This page outlines the steps required to upload a custom model and run it with the ML Framework.
## Prerequisites
To upload a custom model to OpenSearch, you need to prepare it outside of your OpenSearch cluster. You can use a pretrained model, like one from [Huggingface](https://huggingface.co/), or train a new model in accordance with your needs.
### Model support
As of OpenSearch 2.6, the ML Framework supports text-embedding models.
As of OpenSearch 2.11, the ML framework supports sparse encoding models.
### Model format
To use a model in OpenSearch, you'll need to export the model into a portable format. As of Version 2.5, OpenSearch only supports the [TorchScript](https://pytorch.org/docs/stable/jit.html) and [ONNX](https://onnx.ai/) formats.
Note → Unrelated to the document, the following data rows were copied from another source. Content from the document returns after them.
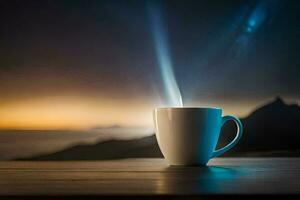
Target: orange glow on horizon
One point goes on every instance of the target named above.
(74, 113)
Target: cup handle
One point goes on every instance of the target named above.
(235, 140)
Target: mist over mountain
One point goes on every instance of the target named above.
(268, 129)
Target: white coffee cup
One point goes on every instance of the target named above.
(188, 136)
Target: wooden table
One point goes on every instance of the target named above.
(150, 177)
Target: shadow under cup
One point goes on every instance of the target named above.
(188, 136)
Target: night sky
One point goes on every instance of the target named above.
(78, 64)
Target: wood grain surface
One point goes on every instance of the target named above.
(150, 177)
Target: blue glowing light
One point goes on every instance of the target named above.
(163, 57)
(249, 29)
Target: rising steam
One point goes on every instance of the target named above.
(160, 38)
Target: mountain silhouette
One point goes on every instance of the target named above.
(270, 128)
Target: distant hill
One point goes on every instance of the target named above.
(272, 129)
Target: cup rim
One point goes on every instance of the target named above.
(187, 107)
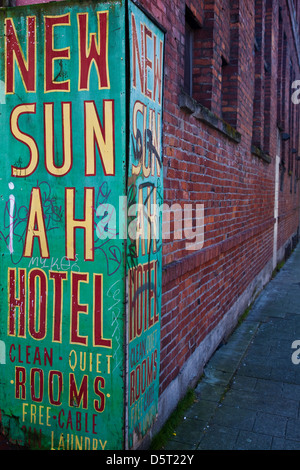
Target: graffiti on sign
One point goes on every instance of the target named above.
(62, 285)
(145, 195)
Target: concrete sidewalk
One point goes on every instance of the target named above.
(249, 396)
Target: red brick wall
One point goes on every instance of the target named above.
(202, 165)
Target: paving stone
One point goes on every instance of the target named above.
(234, 417)
(249, 395)
(253, 441)
(270, 424)
(218, 438)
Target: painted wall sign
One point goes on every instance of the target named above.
(63, 238)
(145, 197)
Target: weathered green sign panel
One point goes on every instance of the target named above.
(62, 266)
(145, 197)
(70, 171)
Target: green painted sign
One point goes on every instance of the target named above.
(65, 260)
(145, 198)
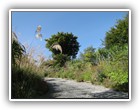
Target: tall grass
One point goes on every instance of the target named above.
(111, 72)
(27, 76)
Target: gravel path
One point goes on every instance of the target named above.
(63, 88)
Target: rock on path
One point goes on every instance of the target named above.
(63, 88)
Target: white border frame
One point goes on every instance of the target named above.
(68, 10)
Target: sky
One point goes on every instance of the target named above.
(89, 27)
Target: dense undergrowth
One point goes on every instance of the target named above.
(111, 72)
(26, 77)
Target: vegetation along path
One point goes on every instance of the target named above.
(63, 88)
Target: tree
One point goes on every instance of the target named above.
(65, 41)
(89, 55)
(117, 35)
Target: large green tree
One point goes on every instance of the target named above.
(68, 43)
(117, 35)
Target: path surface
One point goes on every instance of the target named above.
(63, 88)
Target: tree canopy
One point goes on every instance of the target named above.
(64, 46)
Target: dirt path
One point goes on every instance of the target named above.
(62, 88)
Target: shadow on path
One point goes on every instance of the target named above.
(55, 92)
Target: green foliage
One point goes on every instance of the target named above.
(69, 44)
(17, 49)
(26, 83)
(117, 35)
(89, 55)
(26, 76)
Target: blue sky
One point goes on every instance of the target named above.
(89, 27)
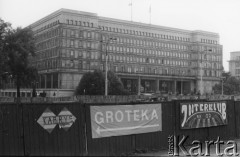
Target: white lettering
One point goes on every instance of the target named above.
(128, 112)
(121, 116)
(224, 110)
(154, 114)
(144, 114)
(135, 116)
(109, 115)
(184, 111)
(101, 119)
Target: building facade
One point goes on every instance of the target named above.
(147, 58)
(234, 63)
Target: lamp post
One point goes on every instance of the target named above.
(106, 67)
(201, 72)
(182, 82)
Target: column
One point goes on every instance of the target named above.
(59, 80)
(45, 83)
(157, 85)
(51, 80)
(139, 85)
(175, 87)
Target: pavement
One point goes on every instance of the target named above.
(212, 152)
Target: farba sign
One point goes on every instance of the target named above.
(120, 120)
(203, 114)
(48, 120)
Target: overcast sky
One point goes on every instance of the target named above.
(219, 16)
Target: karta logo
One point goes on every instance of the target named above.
(177, 146)
(203, 114)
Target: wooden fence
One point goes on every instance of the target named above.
(20, 133)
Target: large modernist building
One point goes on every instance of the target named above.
(147, 58)
(234, 64)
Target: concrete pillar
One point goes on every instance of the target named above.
(139, 85)
(45, 83)
(175, 87)
(157, 85)
(40, 82)
(51, 80)
(59, 80)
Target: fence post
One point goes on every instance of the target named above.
(85, 112)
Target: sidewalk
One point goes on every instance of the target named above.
(164, 153)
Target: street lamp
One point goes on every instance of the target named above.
(201, 72)
(182, 82)
(106, 67)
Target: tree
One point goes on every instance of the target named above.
(115, 85)
(93, 83)
(17, 46)
(5, 28)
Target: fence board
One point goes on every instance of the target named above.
(237, 118)
(20, 133)
(11, 140)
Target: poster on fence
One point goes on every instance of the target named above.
(202, 114)
(118, 120)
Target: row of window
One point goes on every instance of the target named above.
(79, 23)
(47, 26)
(146, 34)
(47, 34)
(121, 40)
(48, 44)
(208, 41)
(128, 31)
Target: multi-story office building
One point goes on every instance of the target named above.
(234, 63)
(147, 58)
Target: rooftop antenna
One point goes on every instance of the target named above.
(130, 4)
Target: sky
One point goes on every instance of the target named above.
(219, 16)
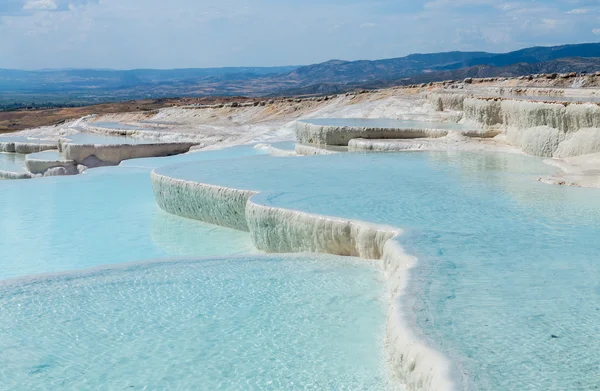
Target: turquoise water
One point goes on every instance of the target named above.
(45, 155)
(116, 125)
(214, 155)
(284, 323)
(12, 162)
(64, 223)
(507, 280)
(96, 138)
(384, 123)
(227, 323)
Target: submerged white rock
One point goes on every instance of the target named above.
(280, 230)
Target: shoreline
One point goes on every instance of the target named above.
(416, 365)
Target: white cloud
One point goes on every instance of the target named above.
(578, 11)
(40, 5)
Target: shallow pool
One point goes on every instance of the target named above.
(104, 139)
(384, 123)
(507, 280)
(104, 216)
(250, 323)
(118, 125)
(12, 162)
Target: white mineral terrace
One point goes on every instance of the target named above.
(453, 117)
(279, 230)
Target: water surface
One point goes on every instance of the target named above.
(507, 280)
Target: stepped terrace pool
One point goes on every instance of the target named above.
(12, 162)
(385, 123)
(207, 314)
(505, 285)
(506, 282)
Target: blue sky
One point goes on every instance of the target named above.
(127, 34)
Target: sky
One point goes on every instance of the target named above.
(128, 34)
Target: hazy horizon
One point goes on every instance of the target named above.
(253, 66)
(133, 34)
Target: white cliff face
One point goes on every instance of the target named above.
(279, 230)
(113, 154)
(308, 133)
(212, 204)
(549, 129)
(446, 101)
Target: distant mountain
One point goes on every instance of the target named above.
(84, 86)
Furthermore, files must be saved as zip files before upload. Therefore, to ensure that ML Commons can upload your model, compress your TorchScript file before uploading. You can download an example file [here](https://github.com/opensearch-project/ml-commons/blob/2.x/ml-algorithms/src/test/resources/org/opensearch/ml/engine/algorithms/text_embedding/all-MiniLM-L6-v2_torchscript_sentence-transformer.zip).
### Uploading your own model
For both text embedding and sparse encoding models, you must provide a tokenizer JSON file within the model zip file.
For sparse encoding models, make sure your output format is `{"output":<sparse_vector>}` so that ML Commons can post-process the sparse vector.
If you fine-tune a sparse model on your own dataset, you may also want to use your own sparse tokenizer model. It is preferable to provide your own [IDF](https://en.wikipedia.org/wiki/Tf%E2%80%93idf) JSON file in the tokenizer model zip file because this increases query performance when you use the tokenizer model in the query. Alternatively, you can use an OpenSearch-provided generic [IDF from MSMARCO](https://artifacts.opensearch.org/models/ml-models/amazon/neural-sparse/opensearch-neural-sparse-tokenizer-v1/1.0.0/torch_script/opensearch-neural-sparse-tokenizer-v1-1.0.0.zip). If the IDF file is not provided, the default weight of each token is set to 1, which may influence sparse neural search performance.
### Model size
Most deep learning models are more than 100 MB, making it difficult to fit them into a single document. OpenSearch splits the model file into smaller chunks to be stored in a model index. When allocating machine learning (ML) or data nodes for your OpenSearch cluster, make sure you correctly size your ML nodes so that you have enough memory when making ML inferences.
## GPU acceleration
To achieve better performance within the ML Framework, you can take advantage of GPU acceleration on your ML node. For more information, see [GPU acceleration]({{site.url}}{{site.baseurl}}/ml-commons-plugin/gpu-acceleration/).
## Upload model to OpenSearch
Use the URL upload operation for models that already exist on another server, such as GitHub or S3.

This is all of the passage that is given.